Nested and real-time PCR accurately returned more correct positive results than previous PCR approaches for the collection methods used here3,11,14,16; nevertheless, NR-PCR did not return more positive results than previous PCR approaches for lesion swabs.3,7,14 This may be due to insufficient T. pallidum DNA in lesion swab samples. The NR-PCR results also indicated specificity for T. pallidum DNA of 99%—only 1 of 84 control samples was positive for T. pallidum DNA (Table 3), and the positive DNA result was from a patient with positive serological RPR. Increased accuracy of NR-PCR may be explained by three differences between NR-PCR and previous PCR approaches. First, we increased the concentration of the T. pallidum DNA template after amplification with the outer primer pairs, increasing sensitivity. Second, we used a sensitive and specific TaqMan Minor Groove Binder probe. Third, we used a more specific target gene polA, which encodes DNA polymerase I which has a high cysteine content and four unique insertions. The T. pallidum polA gene has low homology with polA from other microorganisms.6
PCR can be used to diagnose early syphilis and asymptomatic neurosyphilis when serum antibodies and CSF VDRL are negative.7,17,18 Currently used PCR methods identify between 1 and 400 T. pallidum cells/mL. For example, Marra's group designed an improved RT-PCR method to identify up to 10 T. pallidum cells/mL in CSF.19 Zeng and Zheng's group reported that regular and nested PCR found 400 and 10 T. pallidum cells/mL, respectively,20,21 whereas Grange's group reported that nested PCR identified 20 T. pallidum strain Nichols cells/mL.3 Except for a congenital syphilis a neonate sample with more greater T. pallidum DNA positivity than an adult sample,22 PCR data for syphilitic samples were the least sensitive for whole blood samples and most sensitive for lesion swab samples.3,9,14,23 Insufficient T. pallidum cells in lesion swabs sample may have resulted in less DNA positivity.18 Meanwhile, NR-PCR assays were positive for 38.5% to 87.2% of all syphilis cases tested, an improvement over previous nested PCR assays.3,24,25 Nested and real-time PCR was the most successful at identifying T. pallidum in earlobe blood of neurosyphilis and latent syphilis patients.
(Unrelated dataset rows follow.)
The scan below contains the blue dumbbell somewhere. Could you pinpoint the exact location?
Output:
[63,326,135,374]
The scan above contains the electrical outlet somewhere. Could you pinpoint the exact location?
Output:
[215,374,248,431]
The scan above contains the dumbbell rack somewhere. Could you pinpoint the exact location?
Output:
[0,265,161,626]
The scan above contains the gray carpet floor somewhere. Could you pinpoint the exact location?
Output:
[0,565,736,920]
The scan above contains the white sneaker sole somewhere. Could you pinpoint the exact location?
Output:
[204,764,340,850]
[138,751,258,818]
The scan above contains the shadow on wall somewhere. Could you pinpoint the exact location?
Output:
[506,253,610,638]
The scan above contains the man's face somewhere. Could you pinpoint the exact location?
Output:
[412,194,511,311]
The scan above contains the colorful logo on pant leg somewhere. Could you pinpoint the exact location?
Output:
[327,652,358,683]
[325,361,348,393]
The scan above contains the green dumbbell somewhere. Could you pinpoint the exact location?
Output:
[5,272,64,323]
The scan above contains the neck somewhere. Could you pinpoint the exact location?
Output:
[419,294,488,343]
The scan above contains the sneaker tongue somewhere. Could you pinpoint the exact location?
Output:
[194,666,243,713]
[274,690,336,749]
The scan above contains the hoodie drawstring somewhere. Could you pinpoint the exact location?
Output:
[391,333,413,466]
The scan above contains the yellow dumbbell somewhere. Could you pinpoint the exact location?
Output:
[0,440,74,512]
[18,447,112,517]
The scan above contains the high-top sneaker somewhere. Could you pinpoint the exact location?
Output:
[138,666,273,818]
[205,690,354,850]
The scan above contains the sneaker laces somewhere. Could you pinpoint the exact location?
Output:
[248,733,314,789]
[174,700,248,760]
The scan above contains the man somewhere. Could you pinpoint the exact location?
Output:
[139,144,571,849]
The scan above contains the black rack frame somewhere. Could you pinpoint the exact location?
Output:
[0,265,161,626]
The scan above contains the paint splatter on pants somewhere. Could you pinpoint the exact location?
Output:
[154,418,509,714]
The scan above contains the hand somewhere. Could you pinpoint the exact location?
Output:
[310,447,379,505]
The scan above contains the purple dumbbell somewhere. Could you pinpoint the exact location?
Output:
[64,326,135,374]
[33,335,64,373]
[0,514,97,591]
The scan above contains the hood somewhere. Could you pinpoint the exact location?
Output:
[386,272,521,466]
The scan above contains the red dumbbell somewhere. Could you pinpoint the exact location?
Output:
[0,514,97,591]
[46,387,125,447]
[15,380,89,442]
In addition, NR-PCR assays of CSF samples from latent syphilis and neurosyphilis patients were more accurate than previous tests using real-time PCR.7T. pallidum DNA positivity was associated with serum RPR titers in latent syphilis patients: NR-PCR was significantly more likely to return a positive result for latent syphilis patients with serum RPR titers of 1:8 or greater, compared to RPR titers of 1:4 or less. The RPR titers 1:8 or greater are typically considered to indicate active syphilis.26,27
Thus, NR-PCR can be used to quantify T. pallidum DNA, but limitations include the following: we used no controls for real-time PCR, and we did not analyze syphilis diagnoses for positive DNA tests using NR-PCR and positive serum treponemal antibody with TPPA arrays. Finally, different sample sizes of syphilis types might have introduced bias, and larger sample sizes are necessary to validate our results.
- (1) NR-PCR is feasible and valuable for identifying T. pallidum DNA from biospecimens of patients at various stages of syphilis disease progression.
- (2) Peripheral earlobe venous blood from latent syphilis and neurosyphilis patients had the greatest T. pallidum DNA positivity.
- (3) Serum T. pallidum DNA positivity for latent syphilis patients with RPR titers ≥ 1:8 was greater than that for RPR titers ≤ 1:4.